The 24-coach train, carrying 1,200 passengers, is travelling non-stop to eastern Jharkhand state.

Earlier this week, India said millions of people stranded by the lockdown can return to their home states.

The country has been in lockdown to curb the spread of coronavirus since 24 March.

However, the movement of people will be only possible through state government facilitation, which means people cannot attempt to cross state borders on their own.

This train is a “one-off special train” to transport the workers on the request of the Telangana state government, Rakesh Ch, the chief public relations officer of South-Central Railways, told the BBC.

The train left Lingampally, a suburb of the southern city of Hyderabad, early on Friday and is expected to reach Hatia in Jharkhand on Saturday.

Mr Rakesh said that adequate social distancing precautions had been taken and food was being served to the passengers.

He said each carriage was carrying 54 passengers instead of its 72-seat capacity.

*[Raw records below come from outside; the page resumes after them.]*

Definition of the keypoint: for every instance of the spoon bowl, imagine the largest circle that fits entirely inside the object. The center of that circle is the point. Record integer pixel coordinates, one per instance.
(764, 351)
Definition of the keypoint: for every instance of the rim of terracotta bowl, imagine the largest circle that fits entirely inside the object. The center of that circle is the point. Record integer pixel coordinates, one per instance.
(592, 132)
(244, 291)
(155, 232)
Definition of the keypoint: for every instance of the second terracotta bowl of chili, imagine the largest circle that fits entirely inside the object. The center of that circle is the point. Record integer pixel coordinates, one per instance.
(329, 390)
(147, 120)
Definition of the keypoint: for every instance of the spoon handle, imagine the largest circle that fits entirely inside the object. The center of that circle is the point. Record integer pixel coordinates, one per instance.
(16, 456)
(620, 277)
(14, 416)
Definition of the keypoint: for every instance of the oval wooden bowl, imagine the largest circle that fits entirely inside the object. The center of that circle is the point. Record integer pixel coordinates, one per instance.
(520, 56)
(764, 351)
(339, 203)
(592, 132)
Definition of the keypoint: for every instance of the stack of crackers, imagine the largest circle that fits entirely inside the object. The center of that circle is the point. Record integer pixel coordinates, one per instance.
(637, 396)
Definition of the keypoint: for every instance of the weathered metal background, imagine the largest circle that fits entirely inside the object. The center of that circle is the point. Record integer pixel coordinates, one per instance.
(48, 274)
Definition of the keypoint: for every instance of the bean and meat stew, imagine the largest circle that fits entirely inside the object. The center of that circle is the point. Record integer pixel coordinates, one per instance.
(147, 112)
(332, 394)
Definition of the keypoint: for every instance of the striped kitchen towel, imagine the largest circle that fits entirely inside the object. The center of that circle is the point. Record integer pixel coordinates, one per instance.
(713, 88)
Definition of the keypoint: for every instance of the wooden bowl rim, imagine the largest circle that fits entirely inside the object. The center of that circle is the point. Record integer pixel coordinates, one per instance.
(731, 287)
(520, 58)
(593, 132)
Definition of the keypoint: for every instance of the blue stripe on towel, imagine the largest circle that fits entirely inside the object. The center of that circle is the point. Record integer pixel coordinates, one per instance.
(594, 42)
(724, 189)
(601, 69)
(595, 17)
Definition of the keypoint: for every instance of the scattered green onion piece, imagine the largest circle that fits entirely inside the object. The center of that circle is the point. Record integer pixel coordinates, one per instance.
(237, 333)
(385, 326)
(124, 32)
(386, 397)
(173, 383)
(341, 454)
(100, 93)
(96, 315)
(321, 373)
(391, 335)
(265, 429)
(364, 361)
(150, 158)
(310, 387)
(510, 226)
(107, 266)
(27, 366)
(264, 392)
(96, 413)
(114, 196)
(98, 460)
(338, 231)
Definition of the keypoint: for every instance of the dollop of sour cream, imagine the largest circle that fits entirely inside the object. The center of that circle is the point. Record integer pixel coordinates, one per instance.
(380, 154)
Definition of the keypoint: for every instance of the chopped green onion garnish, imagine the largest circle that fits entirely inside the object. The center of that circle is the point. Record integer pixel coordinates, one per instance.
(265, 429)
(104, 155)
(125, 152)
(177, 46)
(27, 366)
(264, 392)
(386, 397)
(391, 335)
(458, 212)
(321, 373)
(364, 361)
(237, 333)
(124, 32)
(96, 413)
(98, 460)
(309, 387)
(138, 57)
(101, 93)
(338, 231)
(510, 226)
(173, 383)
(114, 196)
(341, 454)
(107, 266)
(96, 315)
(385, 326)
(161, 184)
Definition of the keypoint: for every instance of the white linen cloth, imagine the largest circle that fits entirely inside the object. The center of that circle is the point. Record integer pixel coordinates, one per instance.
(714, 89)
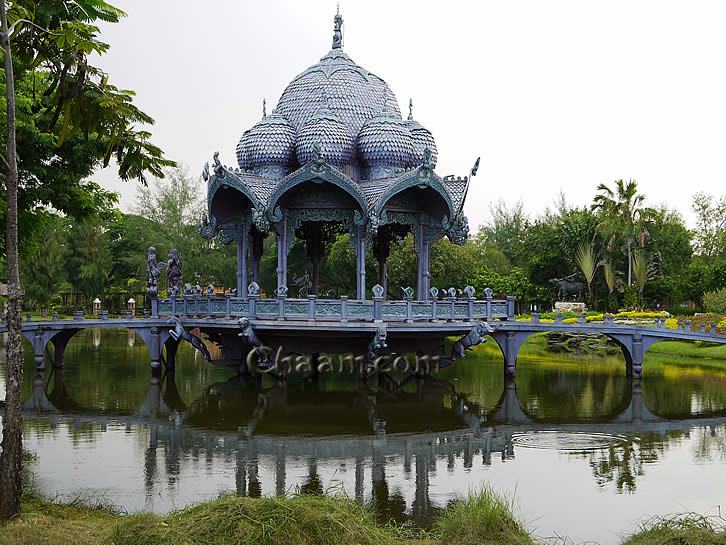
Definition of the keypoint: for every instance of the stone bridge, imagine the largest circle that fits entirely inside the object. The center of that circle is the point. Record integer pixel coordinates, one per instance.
(407, 329)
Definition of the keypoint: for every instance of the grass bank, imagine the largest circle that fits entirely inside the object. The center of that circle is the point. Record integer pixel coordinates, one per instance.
(480, 519)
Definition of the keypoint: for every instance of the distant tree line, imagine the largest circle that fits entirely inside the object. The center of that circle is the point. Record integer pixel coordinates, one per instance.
(627, 255)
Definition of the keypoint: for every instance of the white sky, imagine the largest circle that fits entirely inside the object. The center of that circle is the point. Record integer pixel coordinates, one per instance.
(555, 96)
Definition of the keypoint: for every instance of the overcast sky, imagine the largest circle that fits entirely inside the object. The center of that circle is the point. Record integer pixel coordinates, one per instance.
(554, 96)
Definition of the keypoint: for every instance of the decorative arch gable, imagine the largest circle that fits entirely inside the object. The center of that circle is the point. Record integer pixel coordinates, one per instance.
(420, 177)
(319, 171)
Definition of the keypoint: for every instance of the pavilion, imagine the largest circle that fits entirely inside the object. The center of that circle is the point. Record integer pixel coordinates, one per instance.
(334, 155)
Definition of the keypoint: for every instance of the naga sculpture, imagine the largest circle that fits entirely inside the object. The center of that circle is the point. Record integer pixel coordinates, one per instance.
(173, 271)
(179, 333)
(474, 337)
(153, 270)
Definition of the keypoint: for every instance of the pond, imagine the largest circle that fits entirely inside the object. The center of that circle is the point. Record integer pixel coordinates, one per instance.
(583, 451)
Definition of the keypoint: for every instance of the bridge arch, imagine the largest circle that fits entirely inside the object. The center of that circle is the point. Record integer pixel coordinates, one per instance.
(155, 338)
(632, 346)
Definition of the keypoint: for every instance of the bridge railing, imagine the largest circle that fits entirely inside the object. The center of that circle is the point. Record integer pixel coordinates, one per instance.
(377, 309)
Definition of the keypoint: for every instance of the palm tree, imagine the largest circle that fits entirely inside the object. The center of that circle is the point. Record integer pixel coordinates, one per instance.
(623, 217)
(586, 260)
(611, 280)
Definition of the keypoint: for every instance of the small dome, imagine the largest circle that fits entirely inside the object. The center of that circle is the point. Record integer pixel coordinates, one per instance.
(326, 129)
(385, 145)
(271, 142)
(422, 139)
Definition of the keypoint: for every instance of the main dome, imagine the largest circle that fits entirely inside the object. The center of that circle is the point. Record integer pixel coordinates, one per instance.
(352, 93)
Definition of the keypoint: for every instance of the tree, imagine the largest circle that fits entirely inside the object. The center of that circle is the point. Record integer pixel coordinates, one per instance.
(643, 270)
(623, 217)
(586, 260)
(12, 443)
(507, 228)
(175, 205)
(73, 118)
(44, 268)
(611, 281)
(710, 235)
(89, 258)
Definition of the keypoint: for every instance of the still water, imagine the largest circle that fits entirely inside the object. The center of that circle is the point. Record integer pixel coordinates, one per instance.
(583, 452)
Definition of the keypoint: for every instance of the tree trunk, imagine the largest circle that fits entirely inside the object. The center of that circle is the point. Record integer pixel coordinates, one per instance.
(630, 263)
(12, 443)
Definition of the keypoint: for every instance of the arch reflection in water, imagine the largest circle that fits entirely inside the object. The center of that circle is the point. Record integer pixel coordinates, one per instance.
(385, 441)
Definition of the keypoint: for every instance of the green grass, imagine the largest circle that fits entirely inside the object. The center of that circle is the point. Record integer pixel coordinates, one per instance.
(692, 350)
(234, 520)
(483, 518)
(681, 530)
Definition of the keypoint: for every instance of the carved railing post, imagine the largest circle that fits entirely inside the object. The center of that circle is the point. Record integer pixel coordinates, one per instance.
(311, 306)
(452, 298)
(343, 308)
(470, 293)
(434, 293)
(378, 292)
(511, 299)
(409, 308)
(488, 292)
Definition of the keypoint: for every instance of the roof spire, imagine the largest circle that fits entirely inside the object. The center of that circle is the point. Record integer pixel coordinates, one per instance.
(337, 32)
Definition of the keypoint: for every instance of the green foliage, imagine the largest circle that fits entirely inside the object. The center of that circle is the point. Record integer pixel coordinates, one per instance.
(89, 259)
(482, 518)
(171, 208)
(586, 260)
(70, 120)
(690, 529)
(43, 271)
(715, 301)
(304, 520)
(710, 235)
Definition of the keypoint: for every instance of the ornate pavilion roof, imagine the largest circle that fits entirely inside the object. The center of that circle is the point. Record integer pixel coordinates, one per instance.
(337, 117)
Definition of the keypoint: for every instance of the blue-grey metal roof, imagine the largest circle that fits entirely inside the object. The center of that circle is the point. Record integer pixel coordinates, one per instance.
(326, 129)
(386, 140)
(270, 141)
(351, 92)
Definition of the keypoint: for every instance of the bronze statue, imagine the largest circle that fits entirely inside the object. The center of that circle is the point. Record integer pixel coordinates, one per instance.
(173, 272)
(153, 270)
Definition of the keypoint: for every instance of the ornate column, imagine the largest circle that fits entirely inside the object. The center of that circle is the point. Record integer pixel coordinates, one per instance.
(242, 246)
(360, 252)
(282, 244)
(382, 249)
(421, 262)
(314, 251)
(257, 247)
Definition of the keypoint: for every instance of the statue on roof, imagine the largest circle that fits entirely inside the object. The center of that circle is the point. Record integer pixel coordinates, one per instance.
(337, 30)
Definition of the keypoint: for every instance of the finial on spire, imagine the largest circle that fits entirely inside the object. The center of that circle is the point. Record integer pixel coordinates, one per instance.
(337, 32)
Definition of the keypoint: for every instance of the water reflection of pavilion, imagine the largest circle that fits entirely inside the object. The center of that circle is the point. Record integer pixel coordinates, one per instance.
(408, 429)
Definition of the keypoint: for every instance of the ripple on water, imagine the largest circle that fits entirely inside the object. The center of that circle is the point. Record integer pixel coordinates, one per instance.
(568, 441)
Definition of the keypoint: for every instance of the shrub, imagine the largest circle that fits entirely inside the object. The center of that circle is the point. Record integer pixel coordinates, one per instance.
(715, 301)
(233, 520)
(483, 518)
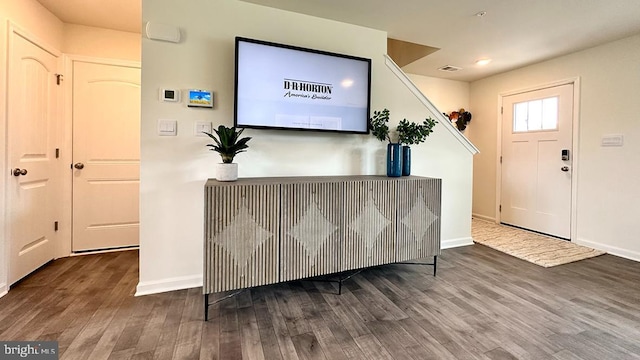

“The middle berth is not being used in the sleeper coaches and only two people are sitting in the general coaches,” Mr Rakesh said.

Before the train pulled out of the station, all the passengers were screened for fever and other symptoms.

They had all been employed at a construction site at the Indian Institute of Technology, a top engineering school, in Hyderabad city.

The workers had earlier protested at the site against the non-payment of wages by their contractor.

Senior official M Hanumantha Rao said the contractor was asked to pay their salaries and arrangement made to send them back home.

The journey was organised at “very short notice”, senior police official S Chandra Shekar Reddy told BBC Telugu.

“We screened them at the labour camp itself and transported them to the railway station in buses,” he said.

India’s migrant workers are the backbone of the big city economy, constructing houses, cooking food, serving in eateries, delivering takeaways, cutting hair in salons, making automobiles, plumbing toilets and delivering newspapers, among other things.

Most of the country’s estimated 100 million migrant workers live in squalid conditions.

When industries shut down overnight, many of them feared they would starve.

For days, they walked – sometimes hundreds of kilometres – to reach their villages because bus and train services were shut down overnight. Several died trying to make the journey.

Some state governments tried to facilitate buses, but these were quickly overrun. Thousands of others have been placed in quarantine centres and relief camps.